Angefangen von Grönland, wo Mitty aus einem Hubschrauber springt, über einen Stopp bei einem Vulkanausbruch auf Island, bis hin zu den Höhen des Himalaja führt die Reise, die Mitty am Ende jedoch nicht in die Ferne, sondern zu sich selbst führt. Hatte das Konzept des Tagträumens anfangs noch wilde Blüten geschlagen, verschwindet es bald immer mehr, bis die Realität so aufregend geworden ist, dass Mitty nicht mehr aus ihr ausbrechen muss.

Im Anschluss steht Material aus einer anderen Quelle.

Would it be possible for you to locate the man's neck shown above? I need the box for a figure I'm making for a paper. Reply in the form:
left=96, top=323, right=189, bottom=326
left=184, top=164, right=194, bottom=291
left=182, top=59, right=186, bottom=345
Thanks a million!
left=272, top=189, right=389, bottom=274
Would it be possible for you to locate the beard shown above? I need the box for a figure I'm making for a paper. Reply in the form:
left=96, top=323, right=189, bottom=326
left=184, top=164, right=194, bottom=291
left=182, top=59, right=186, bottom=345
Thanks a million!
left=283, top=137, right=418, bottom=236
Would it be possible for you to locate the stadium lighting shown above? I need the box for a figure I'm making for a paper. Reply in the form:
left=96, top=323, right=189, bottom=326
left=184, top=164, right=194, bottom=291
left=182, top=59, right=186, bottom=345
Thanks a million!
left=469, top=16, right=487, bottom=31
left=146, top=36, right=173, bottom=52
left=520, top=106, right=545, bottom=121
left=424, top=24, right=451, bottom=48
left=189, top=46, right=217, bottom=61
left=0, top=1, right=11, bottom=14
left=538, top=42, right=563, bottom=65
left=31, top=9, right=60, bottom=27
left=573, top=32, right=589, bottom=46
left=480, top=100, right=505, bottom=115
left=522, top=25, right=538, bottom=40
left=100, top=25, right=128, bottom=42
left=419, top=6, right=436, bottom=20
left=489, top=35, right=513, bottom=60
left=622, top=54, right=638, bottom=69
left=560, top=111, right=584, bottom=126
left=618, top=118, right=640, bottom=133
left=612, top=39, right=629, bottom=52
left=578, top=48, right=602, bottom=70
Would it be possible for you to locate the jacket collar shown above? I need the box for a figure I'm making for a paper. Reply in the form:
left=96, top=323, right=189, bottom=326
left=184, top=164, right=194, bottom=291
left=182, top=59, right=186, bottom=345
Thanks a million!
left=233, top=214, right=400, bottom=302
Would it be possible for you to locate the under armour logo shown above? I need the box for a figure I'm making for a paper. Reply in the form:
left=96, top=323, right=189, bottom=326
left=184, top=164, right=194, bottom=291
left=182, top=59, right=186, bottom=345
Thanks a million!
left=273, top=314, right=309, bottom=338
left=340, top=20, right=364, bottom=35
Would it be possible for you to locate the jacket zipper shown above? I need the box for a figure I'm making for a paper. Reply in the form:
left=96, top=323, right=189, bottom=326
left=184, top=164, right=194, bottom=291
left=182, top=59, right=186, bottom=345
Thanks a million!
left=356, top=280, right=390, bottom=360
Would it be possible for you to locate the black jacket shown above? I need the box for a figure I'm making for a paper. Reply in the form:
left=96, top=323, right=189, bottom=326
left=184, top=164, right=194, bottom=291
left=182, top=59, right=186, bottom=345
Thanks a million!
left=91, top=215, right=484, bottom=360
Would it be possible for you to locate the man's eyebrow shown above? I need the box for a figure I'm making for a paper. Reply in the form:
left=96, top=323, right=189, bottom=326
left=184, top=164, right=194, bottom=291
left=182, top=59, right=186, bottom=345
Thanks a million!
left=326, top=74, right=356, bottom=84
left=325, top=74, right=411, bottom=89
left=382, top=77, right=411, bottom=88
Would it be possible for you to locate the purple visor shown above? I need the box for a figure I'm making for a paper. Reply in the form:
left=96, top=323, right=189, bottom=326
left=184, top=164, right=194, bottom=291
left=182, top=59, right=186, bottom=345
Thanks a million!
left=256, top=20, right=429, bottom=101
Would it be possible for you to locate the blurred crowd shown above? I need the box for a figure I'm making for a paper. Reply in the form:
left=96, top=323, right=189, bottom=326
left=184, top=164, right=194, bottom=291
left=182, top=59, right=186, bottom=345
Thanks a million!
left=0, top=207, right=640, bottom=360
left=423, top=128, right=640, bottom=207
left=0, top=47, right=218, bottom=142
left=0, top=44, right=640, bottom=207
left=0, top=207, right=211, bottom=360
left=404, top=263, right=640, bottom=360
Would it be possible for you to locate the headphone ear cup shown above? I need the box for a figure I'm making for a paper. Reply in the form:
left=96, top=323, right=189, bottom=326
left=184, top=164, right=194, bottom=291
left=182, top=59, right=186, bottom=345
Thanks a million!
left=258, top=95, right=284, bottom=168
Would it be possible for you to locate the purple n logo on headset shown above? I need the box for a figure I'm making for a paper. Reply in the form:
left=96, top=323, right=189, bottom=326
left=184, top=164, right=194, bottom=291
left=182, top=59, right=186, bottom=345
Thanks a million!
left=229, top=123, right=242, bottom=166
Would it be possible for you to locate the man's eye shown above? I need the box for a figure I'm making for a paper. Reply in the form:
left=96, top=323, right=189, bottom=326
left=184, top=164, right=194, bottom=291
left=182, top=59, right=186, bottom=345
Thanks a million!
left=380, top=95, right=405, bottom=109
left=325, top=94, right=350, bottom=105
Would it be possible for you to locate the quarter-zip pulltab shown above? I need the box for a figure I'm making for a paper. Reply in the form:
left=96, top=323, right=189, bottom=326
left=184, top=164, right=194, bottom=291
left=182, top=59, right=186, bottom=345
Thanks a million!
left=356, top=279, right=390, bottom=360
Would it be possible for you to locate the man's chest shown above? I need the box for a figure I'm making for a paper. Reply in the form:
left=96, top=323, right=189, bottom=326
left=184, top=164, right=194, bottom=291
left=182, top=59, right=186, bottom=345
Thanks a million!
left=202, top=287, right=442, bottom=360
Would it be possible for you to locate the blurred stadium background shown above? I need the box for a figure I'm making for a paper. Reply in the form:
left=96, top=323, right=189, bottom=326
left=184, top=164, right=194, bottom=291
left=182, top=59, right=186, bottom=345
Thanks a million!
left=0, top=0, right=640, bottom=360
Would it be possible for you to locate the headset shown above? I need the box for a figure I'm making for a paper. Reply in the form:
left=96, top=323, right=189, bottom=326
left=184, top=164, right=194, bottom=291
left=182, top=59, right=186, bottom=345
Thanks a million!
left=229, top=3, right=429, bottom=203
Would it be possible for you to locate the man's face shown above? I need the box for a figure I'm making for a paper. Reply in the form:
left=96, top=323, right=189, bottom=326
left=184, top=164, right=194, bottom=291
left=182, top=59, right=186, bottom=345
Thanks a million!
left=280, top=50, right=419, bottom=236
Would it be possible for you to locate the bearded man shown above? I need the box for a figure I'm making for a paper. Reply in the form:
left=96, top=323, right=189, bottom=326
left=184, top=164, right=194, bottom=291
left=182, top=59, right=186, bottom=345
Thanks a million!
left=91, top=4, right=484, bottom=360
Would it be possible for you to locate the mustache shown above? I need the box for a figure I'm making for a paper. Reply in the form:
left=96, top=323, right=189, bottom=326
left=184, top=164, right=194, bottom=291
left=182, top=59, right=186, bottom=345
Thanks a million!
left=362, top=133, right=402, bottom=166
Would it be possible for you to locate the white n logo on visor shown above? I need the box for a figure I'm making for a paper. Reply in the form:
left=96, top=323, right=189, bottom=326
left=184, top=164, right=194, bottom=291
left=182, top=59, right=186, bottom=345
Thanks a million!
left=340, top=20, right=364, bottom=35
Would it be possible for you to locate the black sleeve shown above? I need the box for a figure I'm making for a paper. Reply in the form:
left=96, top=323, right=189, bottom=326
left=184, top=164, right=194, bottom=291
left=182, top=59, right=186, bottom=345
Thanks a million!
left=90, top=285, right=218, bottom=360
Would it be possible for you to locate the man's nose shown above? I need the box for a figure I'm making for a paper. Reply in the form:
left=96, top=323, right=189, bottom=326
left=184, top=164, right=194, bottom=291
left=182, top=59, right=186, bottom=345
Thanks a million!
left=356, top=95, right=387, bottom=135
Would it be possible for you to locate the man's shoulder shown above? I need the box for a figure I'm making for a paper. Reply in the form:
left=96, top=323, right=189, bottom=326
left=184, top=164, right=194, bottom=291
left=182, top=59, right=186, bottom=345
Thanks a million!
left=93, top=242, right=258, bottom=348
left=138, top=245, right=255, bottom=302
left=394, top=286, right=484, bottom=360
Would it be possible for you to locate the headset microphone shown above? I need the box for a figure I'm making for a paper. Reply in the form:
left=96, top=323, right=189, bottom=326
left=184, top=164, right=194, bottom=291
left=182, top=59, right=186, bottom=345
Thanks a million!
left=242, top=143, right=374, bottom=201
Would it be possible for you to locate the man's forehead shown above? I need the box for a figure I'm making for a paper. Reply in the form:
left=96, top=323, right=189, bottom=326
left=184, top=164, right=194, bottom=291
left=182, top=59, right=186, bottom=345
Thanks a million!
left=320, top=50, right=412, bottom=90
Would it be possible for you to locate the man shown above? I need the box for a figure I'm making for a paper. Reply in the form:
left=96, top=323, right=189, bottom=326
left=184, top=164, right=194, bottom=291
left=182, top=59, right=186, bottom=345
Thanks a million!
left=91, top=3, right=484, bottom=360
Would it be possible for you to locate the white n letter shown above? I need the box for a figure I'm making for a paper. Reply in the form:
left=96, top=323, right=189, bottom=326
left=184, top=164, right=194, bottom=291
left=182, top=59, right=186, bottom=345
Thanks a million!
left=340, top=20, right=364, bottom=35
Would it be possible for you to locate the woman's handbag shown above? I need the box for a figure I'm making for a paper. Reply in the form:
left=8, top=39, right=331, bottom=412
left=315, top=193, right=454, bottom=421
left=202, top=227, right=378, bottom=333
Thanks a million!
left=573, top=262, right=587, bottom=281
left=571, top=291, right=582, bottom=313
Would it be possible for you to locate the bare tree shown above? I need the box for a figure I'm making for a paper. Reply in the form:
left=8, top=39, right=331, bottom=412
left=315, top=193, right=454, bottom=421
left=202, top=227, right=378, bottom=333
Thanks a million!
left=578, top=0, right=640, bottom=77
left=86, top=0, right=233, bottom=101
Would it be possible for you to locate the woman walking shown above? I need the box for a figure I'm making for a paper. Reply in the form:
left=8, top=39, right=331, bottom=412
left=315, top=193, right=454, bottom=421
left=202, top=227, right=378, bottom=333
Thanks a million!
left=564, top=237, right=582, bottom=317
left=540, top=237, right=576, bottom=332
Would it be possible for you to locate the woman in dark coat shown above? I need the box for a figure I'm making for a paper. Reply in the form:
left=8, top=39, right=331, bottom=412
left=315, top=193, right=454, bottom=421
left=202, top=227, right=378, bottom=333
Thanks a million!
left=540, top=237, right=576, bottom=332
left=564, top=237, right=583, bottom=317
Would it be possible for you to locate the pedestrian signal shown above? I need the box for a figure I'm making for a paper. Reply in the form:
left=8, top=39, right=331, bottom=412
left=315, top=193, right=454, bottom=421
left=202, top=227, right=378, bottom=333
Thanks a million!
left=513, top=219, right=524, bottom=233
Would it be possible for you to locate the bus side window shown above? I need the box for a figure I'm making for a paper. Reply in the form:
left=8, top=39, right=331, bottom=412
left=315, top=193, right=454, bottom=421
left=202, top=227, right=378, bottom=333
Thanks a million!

Das ist weniger Komödie als man es von Ben Stiller gewohnt ist, doch trotz unterschwelliger Liebesgeschichte keineswegs kitschig oder sentimental. Die Lektionen, die Walter Mitty über sich und das Leben lernt, mögen zwar nicht gerade philosophische Tiefen erreichen, aber sie sind treffend und wahrhaftig und lassen „Das erstaunliche Leben des Walter Mitty“ zu einem stilistisch und emotional packenden Feel-Good-Film werden.